11:21 🔗 Nemo_bis I've had s3 reject my uploads when I had too many in the queue sometimes
11:21 🔗 Nemo_bis that may be the reason or not
11:22 🔗 arkiver ah
11:22 🔗 arkiver maybe it is
11:22 🔗 arkiver https://catalogd.archive.org/log/316904585
11:22 🔗 arkiver I got 6 of these errors
11:22 🔗 arkiver rerunning one and it looks like it's working, so I'm going to rerun them
11:27 🔗 arkiver Nemo_bis: looks like it's working again.
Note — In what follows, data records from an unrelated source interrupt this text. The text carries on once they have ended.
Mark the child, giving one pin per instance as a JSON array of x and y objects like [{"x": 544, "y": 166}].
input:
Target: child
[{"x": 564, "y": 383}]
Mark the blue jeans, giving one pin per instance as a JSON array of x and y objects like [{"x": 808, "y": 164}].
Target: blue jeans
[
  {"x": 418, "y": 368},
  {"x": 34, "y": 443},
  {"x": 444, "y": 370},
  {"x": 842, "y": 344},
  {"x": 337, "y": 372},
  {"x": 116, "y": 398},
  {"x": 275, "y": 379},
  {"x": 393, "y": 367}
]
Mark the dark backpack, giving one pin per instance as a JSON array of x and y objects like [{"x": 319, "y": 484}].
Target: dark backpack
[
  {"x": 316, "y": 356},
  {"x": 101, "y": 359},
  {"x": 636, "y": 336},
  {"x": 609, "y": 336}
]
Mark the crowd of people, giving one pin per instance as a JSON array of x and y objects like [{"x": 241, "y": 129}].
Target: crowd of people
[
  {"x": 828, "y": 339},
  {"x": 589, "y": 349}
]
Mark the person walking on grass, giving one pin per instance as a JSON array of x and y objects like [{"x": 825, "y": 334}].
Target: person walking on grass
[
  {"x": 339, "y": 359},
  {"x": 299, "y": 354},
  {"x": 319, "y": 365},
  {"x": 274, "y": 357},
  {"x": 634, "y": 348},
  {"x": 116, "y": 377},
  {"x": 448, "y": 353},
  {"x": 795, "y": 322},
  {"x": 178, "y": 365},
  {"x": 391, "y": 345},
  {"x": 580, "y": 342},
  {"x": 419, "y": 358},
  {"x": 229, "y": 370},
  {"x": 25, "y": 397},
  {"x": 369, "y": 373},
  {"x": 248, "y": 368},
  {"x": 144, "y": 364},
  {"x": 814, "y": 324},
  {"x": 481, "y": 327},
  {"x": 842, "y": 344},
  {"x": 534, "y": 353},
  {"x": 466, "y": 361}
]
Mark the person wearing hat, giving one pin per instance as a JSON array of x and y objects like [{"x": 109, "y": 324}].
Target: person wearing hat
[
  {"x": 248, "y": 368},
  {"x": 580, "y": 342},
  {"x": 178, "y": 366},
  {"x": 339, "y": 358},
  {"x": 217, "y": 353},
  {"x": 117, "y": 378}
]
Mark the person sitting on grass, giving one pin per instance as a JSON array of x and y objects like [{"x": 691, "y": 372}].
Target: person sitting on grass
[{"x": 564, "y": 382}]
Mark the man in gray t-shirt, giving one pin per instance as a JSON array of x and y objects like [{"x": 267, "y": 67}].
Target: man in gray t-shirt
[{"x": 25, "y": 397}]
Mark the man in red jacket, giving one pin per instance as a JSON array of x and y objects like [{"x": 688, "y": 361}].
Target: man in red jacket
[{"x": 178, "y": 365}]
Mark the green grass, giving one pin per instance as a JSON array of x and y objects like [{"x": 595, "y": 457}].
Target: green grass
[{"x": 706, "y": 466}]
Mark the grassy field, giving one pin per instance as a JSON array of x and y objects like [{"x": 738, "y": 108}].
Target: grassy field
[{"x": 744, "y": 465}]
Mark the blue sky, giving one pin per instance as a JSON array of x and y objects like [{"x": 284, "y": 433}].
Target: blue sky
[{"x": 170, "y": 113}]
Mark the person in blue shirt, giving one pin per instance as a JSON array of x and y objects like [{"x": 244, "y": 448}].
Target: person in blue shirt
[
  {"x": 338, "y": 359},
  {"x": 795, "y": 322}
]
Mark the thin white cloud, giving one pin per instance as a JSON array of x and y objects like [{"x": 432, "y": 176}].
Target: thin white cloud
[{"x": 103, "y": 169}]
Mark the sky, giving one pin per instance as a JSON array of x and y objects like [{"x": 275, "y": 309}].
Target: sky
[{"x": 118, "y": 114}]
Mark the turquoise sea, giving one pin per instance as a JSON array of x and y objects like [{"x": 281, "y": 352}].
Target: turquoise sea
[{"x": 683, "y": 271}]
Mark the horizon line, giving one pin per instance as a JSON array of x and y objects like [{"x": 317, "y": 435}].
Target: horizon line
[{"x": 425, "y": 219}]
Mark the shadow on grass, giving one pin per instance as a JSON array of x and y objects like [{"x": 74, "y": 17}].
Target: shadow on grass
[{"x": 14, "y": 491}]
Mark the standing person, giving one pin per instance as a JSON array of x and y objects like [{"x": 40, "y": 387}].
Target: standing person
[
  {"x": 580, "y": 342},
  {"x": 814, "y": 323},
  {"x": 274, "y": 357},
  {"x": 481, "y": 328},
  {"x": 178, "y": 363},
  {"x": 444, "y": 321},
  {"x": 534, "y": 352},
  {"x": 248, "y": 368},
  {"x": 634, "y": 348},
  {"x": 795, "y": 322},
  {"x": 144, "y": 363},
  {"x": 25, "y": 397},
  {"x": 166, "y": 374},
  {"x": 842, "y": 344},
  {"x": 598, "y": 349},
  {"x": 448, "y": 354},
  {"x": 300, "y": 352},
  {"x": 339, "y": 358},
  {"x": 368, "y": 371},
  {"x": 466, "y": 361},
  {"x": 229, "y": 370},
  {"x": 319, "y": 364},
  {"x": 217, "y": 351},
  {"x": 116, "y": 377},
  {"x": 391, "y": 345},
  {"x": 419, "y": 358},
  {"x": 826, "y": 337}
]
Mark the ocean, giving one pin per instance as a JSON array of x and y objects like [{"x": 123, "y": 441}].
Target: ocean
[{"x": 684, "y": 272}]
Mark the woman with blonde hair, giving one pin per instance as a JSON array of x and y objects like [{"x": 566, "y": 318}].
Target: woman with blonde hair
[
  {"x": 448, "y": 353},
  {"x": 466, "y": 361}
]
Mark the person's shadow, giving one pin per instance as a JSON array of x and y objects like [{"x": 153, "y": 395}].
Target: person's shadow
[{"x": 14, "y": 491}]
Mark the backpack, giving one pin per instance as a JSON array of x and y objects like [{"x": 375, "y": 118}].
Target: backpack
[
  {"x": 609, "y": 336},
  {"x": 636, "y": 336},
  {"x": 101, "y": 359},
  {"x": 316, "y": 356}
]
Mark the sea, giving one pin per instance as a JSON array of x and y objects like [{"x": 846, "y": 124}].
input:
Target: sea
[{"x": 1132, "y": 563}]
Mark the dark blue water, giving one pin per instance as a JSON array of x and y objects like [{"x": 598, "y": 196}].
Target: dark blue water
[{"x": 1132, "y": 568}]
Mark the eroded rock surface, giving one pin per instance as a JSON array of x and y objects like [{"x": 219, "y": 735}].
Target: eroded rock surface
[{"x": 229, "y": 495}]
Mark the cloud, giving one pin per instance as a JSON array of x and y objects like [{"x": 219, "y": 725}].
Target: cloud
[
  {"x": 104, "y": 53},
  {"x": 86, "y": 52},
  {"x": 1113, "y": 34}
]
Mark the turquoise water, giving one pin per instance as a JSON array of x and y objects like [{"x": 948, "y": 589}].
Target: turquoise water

Thank you!
11:36 🔗 midas s3 had alot of slowdowns, probably just going mental for a bit
12:22 🔗 midas getting some bigass originals from rawporter now
12:45 🔗 arkiver http://www.codespaces.com/
13:19 🔗 Cameron_D http://blog.snappytv.com/?p=2101
13:19 🔗 Cameron_D https://blog.twitter.com/2014/snappytv-is-joining-the-flock
13:21 🔗 Cameron_D doesn't seem like they really host anything
13:21 🔗 Cameron_D (Nor does it seem like they are closing up yet)
18:36 🔗 schbirid thanks for cleaning up https://archive.org/details/nycTaxiTripData2013 whoever did that :)
18:42 🔗 DFJustin you might want to put a better title/description on it
18:53 🔗 schbirid true
18:54 🔗 SN4T14 I want to make a shitty "acid trip" joke. :p
19:00 🔗 midas about 1000 more items to go in the rawporter grab from S3
19:10 🔗 swebb Pixorial video-, photo-sharing service shutting down - Denver... Giving 30-days notice. http://www.bizjournals.com/denver/news/2014/06/17/pixorial-video-photo-sharing-service-shutting-down.html?ana=twt
19:19 🔗 swebb "636,000 users, 2.7 million minutes of video and countless photos"
19:27 🔗 ivan` google doesn't seem to know much of their user content, so I'm guessing it's almost entirely private?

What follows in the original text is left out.